C’è un confine sottile tra modernità e flessibilità che mette al centro la tavola e la sua tradizione gastronomica. Nei territori, soprattutto quelli piccoli, il concetto di trattoria è estremamente contemporaneo non soltanto e non solo perché sa essere fedele alla tradizione, ma perchè, il radicamento all’identità di un contesto, sa stare al passo con i tempi interpretando i cambiamenti della ristorazione, senza vendere l’anima al diavolo del consumo, ma riuscendo a rispondere ai bisogni dei commensali.
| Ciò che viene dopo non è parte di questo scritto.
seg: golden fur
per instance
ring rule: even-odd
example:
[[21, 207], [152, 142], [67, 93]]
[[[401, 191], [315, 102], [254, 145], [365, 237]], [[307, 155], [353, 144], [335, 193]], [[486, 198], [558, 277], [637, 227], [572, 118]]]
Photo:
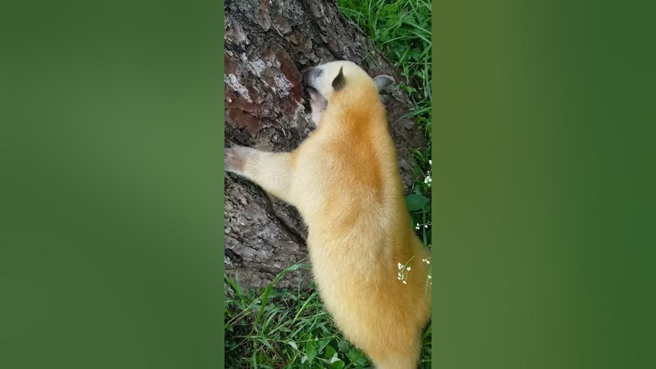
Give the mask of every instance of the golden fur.
[[[385, 109], [355, 64], [317, 68], [308, 85], [327, 104], [317, 129], [291, 153], [228, 148], [226, 170], [300, 212], [314, 280], [346, 337], [379, 369], [415, 369], [430, 315], [422, 261], [430, 255], [411, 226]], [[335, 88], [340, 74], [345, 83]], [[398, 265], [413, 256], [404, 284]]]

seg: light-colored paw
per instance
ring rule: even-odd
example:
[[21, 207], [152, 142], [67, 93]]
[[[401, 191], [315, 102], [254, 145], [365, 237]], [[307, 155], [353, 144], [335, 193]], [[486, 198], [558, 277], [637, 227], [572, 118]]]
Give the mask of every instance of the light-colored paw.
[[226, 171], [243, 171], [244, 163], [250, 149], [247, 147], [236, 146], [226, 149], [224, 163]]

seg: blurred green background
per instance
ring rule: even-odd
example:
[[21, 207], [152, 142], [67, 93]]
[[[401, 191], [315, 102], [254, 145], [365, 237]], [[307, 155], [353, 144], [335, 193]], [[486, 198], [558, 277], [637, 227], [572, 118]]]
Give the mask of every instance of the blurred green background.
[[0, 367], [221, 367], [222, 16], [0, 6]]
[[434, 5], [435, 367], [656, 367], [653, 6]]

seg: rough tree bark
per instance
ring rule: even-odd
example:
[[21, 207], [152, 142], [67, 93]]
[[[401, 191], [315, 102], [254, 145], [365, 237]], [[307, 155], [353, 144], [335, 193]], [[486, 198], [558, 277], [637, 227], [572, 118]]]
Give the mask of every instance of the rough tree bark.
[[[401, 80], [333, 1], [227, 0], [225, 12], [226, 147], [295, 148], [313, 129], [302, 73], [321, 62], [350, 60], [371, 76]], [[401, 118], [411, 108], [407, 95], [393, 89], [383, 100], [407, 193], [411, 150], [422, 147], [424, 138]], [[264, 286], [307, 256], [307, 229], [295, 209], [247, 181], [226, 174], [225, 185], [226, 272], [234, 278], [238, 269], [244, 287]], [[308, 274], [302, 278], [306, 287]], [[299, 278], [293, 273], [277, 286], [295, 287]]]

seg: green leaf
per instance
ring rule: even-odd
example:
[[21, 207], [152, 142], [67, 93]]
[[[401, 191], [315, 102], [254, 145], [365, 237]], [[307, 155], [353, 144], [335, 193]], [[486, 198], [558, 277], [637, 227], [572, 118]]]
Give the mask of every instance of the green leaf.
[[341, 360], [337, 360], [330, 366], [330, 369], [344, 369], [344, 362]]
[[330, 358], [333, 357], [333, 355], [334, 355], [336, 353], [337, 353], [337, 351], [335, 351], [335, 347], [331, 346], [330, 345], [327, 345], [326, 352], [323, 355], [323, 356], [325, 357], [326, 358]]
[[405, 197], [405, 204], [408, 211], [415, 211], [423, 209], [428, 204], [428, 199], [419, 194], [411, 194]]
[[314, 339], [308, 341], [308, 343], [305, 344], [305, 355], [308, 355], [308, 361], [312, 361], [317, 356], [317, 347]]
[[339, 351], [342, 353], [347, 353], [348, 352], [350, 346], [348, 345], [348, 342], [342, 339], [337, 343], [337, 348], [339, 349]]
[[362, 351], [361, 351], [357, 347], [352, 347], [350, 350], [348, 351], [348, 353], [346, 354], [348, 357], [348, 360], [351, 362], [355, 363], [357, 365], [363, 366], [367, 364], [369, 359], [365, 356]]

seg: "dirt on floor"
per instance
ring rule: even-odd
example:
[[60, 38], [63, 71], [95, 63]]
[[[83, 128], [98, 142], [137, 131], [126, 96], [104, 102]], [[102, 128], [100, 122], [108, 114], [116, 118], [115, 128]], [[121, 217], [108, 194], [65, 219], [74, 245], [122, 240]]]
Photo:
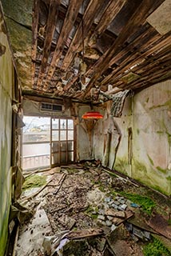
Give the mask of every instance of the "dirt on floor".
[[[33, 216], [21, 225], [15, 255], [169, 255], [169, 198], [99, 162], [38, 174], [46, 185], [25, 190], [20, 199]], [[165, 252], [148, 254], [144, 248], [155, 235]]]

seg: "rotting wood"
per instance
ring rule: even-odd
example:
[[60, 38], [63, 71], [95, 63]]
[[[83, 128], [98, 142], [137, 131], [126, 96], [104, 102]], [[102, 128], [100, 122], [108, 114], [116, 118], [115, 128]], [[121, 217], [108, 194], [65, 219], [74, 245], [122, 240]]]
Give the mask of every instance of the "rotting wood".
[[91, 37], [92, 38], [93, 38], [94, 36], [96, 37], [96, 34], [102, 34], [107, 29], [108, 26], [119, 13], [125, 2], [126, 0], [110, 0], [109, 4], [105, 10], [102, 17]]
[[45, 82], [44, 90], [47, 87], [47, 81], [50, 81], [52, 78], [52, 76], [55, 71], [56, 66], [58, 63], [59, 58], [63, 51], [64, 46], [66, 43], [66, 40], [70, 35], [71, 29], [75, 22], [75, 20], [78, 16], [78, 13], [82, 6], [82, 0], [71, 0], [70, 1], [69, 7], [64, 23], [62, 26], [62, 31], [60, 33], [59, 38], [57, 42], [57, 46], [54, 53], [54, 56], [50, 63], [50, 67], [48, 71], [47, 78]]
[[[124, 65], [121, 66], [118, 66], [117, 68], [114, 69], [113, 71], [109, 74], [110, 78], [113, 76], [113, 78], [111, 78], [110, 80], [105, 79], [105, 82], [109, 82], [111, 84], [114, 83], [117, 79], [120, 79], [122, 76], [125, 75], [125, 71], [130, 68], [130, 66], [133, 66], [135, 65], [138, 65], [138, 63], [141, 63], [142, 61], [145, 62], [145, 58], [151, 54], [152, 53], [155, 52], [155, 50], [158, 51], [158, 49], [160, 47], [167, 47], [169, 46], [171, 42], [171, 38], [169, 34], [168, 36], [164, 36], [163, 40], [161, 38], [157, 38], [157, 41], [153, 42], [151, 45], [149, 46], [149, 49], [148, 50], [145, 50], [144, 54], [140, 54], [138, 52], [136, 52], [133, 54], [131, 54], [126, 58], [126, 59], [124, 60]], [[161, 41], [160, 42], [158, 42]], [[153, 46], [154, 45], [154, 46]], [[151, 47], [150, 47], [151, 46]], [[117, 74], [117, 77], [114, 77], [114, 75]]]
[[66, 174], [64, 174], [63, 176], [62, 177], [62, 178], [61, 178], [60, 181], [59, 181], [59, 183], [60, 183], [60, 184], [59, 184], [59, 186], [58, 186], [58, 188], [57, 189], [57, 190], [53, 193], [54, 194], [57, 194], [58, 193], [60, 188], [62, 187], [62, 185], [63, 184], [63, 182], [64, 182], [66, 177]]
[[94, 237], [97, 235], [103, 234], [104, 231], [102, 229], [89, 229], [89, 230], [82, 230], [77, 231], [71, 231], [69, 234], [66, 235], [69, 239], [81, 239], [86, 238], [90, 237]]
[[48, 185], [50, 182], [51, 182], [53, 181], [54, 178], [54, 175], [53, 175], [53, 177], [46, 182], [46, 184], [45, 184], [42, 187], [41, 187], [41, 188], [40, 188], [38, 191], [36, 191], [35, 193], [30, 194], [30, 195], [28, 196], [28, 197], [23, 198], [22, 201], [22, 202], [27, 201], [27, 200], [31, 199], [31, 198], [34, 198], [35, 196], [37, 196], [39, 193], [41, 193], [41, 192], [47, 186], [47, 185]]
[[[110, 216], [116, 216], [117, 214], [114, 210], [111, 210], [110, 211], [106, 211], [106, 214], [108, 215], [110, 215]], [[125, 218], [118, 218], [118, 217], [115, 217], [116, 218], [116, 220], [115, 220], [115, 225], [116, 226], [119, 226], [120, 224], [123, 223], [124, 222], [125, 222], [126, 220], [128, 220], [129, 218], [132, 218], [133, 215], [134, 215], [134, 213], [130, 210], [127, 210], [126, 211], [125, 211]]]
[[37, 55], [37, 45], [38, 45], [38, 17], [39, 17], [39, 7], [40, 7], [40, 0], [34, 0], [34, 8], [33, 8], [33, 35], [32, 35], [32, 66], [31, 66], [31, 74], [32, 74], [32, 86], [34, 84], [34, 75], [35, 75], [35, 61]]
[[[82, 98], [86, 97], [87, 95], [87, 94], [91, 90], [97, 78], [100, 77], [105, 70], [107, 70], [107, 68], [109, 66], [109, 64], [110, 63], [110, 61], [113, 58], [113, 54], [121, 50], [122, 45], [125, 42], [128, 36], [133, 34], [137, 29], [138, 26], [140, 26], [143, 22], [143, 21], [145, 20], [147, 16], [149, 14], [149, 10], [152, 11], [153, 4], [156, 4], [155, 6], [157, 8], [157, 6], [160, 6], [160, 4], [163, 1], [161, 0], [145, 0], [141, 2], [139, 8], [136, 8], [135, 12], [130, 17], [126, 26], [124, 26], [124, 28], [122, 29], [117, 38], [114, 41], [112, 46], [96, 62], [94, 66], [96, 74], [91, 78], [88, 86], [86, 86], [86, 90], [84, 94], [82, 94]], [[139, 10], [141, 10], [141, 12], [139, 11]]]
[[82, 18], [84, 34], [82, 34], [82, 23], [81, 22], [64, 58], [62, 64], [62, 69], [64, 70], [66, 70], [70, 65], [76, 54], [76, 50], [79, 48], [80, 45], [82, 43], [82, 40], [85, 39], [89, 33], [93, 20], [101, 7], [103, 2], [103, 0], [90, 0]]
[[[120, 176], [119, 174], [117, 174], [116, 172], [109, 171], [109, 170], [106, 170], [106, 169], [104, 168], [104, 167], [103, 167], [103, 170], [104, 170], [106, 173], [108, 173], [109, 174], [110, 174], [110, 175], [112, 175], [112, 176], [117, 176], [117, 177], [118, 177], [118, 178], [121, 178], [121, 176]], [[136, 183], [133, 182], [132, 181], [130, 181], [129, 178], [125, 178], [121, 177], [121, 178], [122, 178], [124, 181], [125, 181], [126, 182], [129, 182], [129, 183], [133, 184], [134, 186], [139, 187], [139, 186], [138, 186], [137, 184], [136, 184]]]
[[50, 0], [49, 15], [47, 20], [47, 25], [46, 29], [46, 38], [43, 46], [43, 54], [42, 59], [41, 67], [39, 69], [38, 78], [37, 82], [38, 88], [42, 87], [42, 81], [45, 75], [45, 71], [46, 69], [46, 64], [48, 62], [48, 58], [50, 56], [50, 50], [51, 46], [51, 42], [54, 37], [54, 33], [57, 23], [58, 7], [61, 0]]

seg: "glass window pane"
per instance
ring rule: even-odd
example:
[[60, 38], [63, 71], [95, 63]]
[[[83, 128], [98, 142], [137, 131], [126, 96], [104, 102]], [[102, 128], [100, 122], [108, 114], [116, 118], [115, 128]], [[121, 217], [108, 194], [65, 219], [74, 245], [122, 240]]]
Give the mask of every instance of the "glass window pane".
[[59, 119], [52, 119], [52, 129], [59, 129]]
[[52, 154], [52, 164], [59, 163], [59, 154]]
[[22, 145], [23, 157], [43, 154], [50, 154], [50, 143]]
[[66, 162], [66, 152], [61, 152], [61, 162]]
[[66, 120], [60, 119], [60, 129], [66, 130]]
[[59, 140], [59, 131], [52, 130], [52, 141], [58, 141], [58, 140]]
[[74, 150], [74, 142], [68, 142], [68, 150]]
[[68, 129], [74, 129], [74, 122], [73, 120], [68, 120]]
[[68, 162], [74, 161], [74, 152], [68, 152]]
[[60, 131], [60, 140], [66, 141], [66, 130]]
[[74, 130], [68, 130], [68, 140], [74, 140]]
[[50, 118], [39, 117], [23, 118], [23, 142], [50, 142]]
[[50, 166], [50, 143], [22, 145], [22, 169]]
[[52, 153], [59, 151], [59, 142], [52, 142]]
[[66, 143], [67, 142], [61, 142], [60, 143], [60, 150], [61, 151], [66, 151]]

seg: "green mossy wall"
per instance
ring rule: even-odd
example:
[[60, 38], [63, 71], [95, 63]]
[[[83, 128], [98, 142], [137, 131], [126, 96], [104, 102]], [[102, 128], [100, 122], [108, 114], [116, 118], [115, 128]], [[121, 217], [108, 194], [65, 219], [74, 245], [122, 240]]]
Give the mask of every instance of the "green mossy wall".
[[0, 56], [0, 255], [3, 256], [11, 201], [11, 98], [14, 67], [1, 12], [0, 21], [0, 44], [6, 47], [5, 53]]
[[[126, 98], [121, 118], [115, 118], [122, 136], [114, 169], [167, 195], [171, 194], [170, 99], [171, 80], [168, 80]], [[104, 118], [97, 122], [93, 131], [94, 158], [101, 160], [104, 134], [109, 126], [107, 104]], [[102, 107], [98, 110], [101, 112]], [[130, 128], [133, 134], [129, 138]], [[111, 146], [115, 145], [113, 136]], [[114, 158], [110, 151], [109, 158], [113, 162]], [[109, 165], [108, 167], [111, 168]]]
[[19, 82], [31, 87], [31, 43], [33, 0], [2, 0], [2, 8]]

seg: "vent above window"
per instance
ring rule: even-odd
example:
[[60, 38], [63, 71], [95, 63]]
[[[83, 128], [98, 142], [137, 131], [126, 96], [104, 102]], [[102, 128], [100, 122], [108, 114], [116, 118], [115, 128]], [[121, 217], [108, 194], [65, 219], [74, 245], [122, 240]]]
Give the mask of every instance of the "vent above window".
[[41, 110], [42, 111], [49, 111], [49, 112], [61, 112], [61, 111], [62, 111], [62, 106], [42, 102], [41, 103]]

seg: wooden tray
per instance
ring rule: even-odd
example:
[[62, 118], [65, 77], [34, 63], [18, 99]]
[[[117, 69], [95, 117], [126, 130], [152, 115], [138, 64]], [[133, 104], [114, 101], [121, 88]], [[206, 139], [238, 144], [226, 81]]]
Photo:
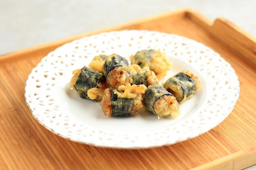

La trattoria contemporanea allora diventa elemento chiave per leggere i territori e approfondire, partendo dalla cucina ma soprattutto dalle storie dei suoi protagonisti, ciò che accade nel variegato mondo della enogastronomia. Di questo e molto altro ha parlato a Bologna, all’interno dell’evento + Gusto di Repubblica, Marianna Nicoletti elemento distintivo della sala del ristorante L’oste d’arberia a Civita, che condivide l’esperienza gastronomica caratterizzata dalla forte identità arbereshe, insieme al marito Gregorio Buccolieri (in cucina) e la mamma Cristina.
Intervistati da Antonio Scuteri, caporedattore de Il Gusto, anche Irina Steccanella, della trattoria Irina di Savigno e Arcangelo Dandini, de L’Arcangelo, che insieme a Marianna hanno provato a disegnare il profilo della terza via tra giovani chef e nuove formule lontane dagli schemi del menu degustazione e dei piatti tipici, in un contesto dove i cambiamenti dei contesti culturali, sociali, economici anche accentuati dalla crasi della pandemia, hanno dovuto gioco forza segnare, per i ristoratori, una nuova strada da percorre tra vite che cambiano vita all’interno della stessa esistenza.
La storia di Marianna e Gregorio è segnata da una grande contaminazione che si esprime in termini culturali, gastronomici ma anche generazionali. Da una parte la forza identitaria di mamma Cristina, donna con una grande artigianalità tra le mani e legata al contesto arbereshe di cui ne è ambasciatrice anche senza saperlo, e Gregorio che nella sua moderna visione sa essere rispettoso di una tradizione radicata alla quale però fa percorrere nuove strade con la capacità che sa avere chi sa fare sintesi del sapere e della visione contemporanea. Un melting pot di gusti e saperi che raccontano il legame profondo con i piccoli produttori del territorio che si traduce in una cucina «rievocativa, fatta di ricordi» – racconta Marianna Nicoletti – che rimanda al passato trasformando L’Oste d’Arberia in un laboratorio gastronomico brillante e dinamico.
La filosofia è semplice ma efficace «mettere il territorio nel piatto» arricchita dal contesto, una casa del 1900, che trasferisce la dimensione domestica di una cucina di qualità, genuina, identitaria, minimale. Al centro c’è la sostanza, il gusto, l’orgoglio di una identità, quella arbereshe, che si percepisce nell’accoglienza generosa, si osserva nei ricami che impreziosiscono la tavola, si gusta nei piatti che sono espressione di una radice vera e non ricercata, che vive nei gesti quotidiani di una storia che si fa quotidiana passione di far da mangiare, a tutti.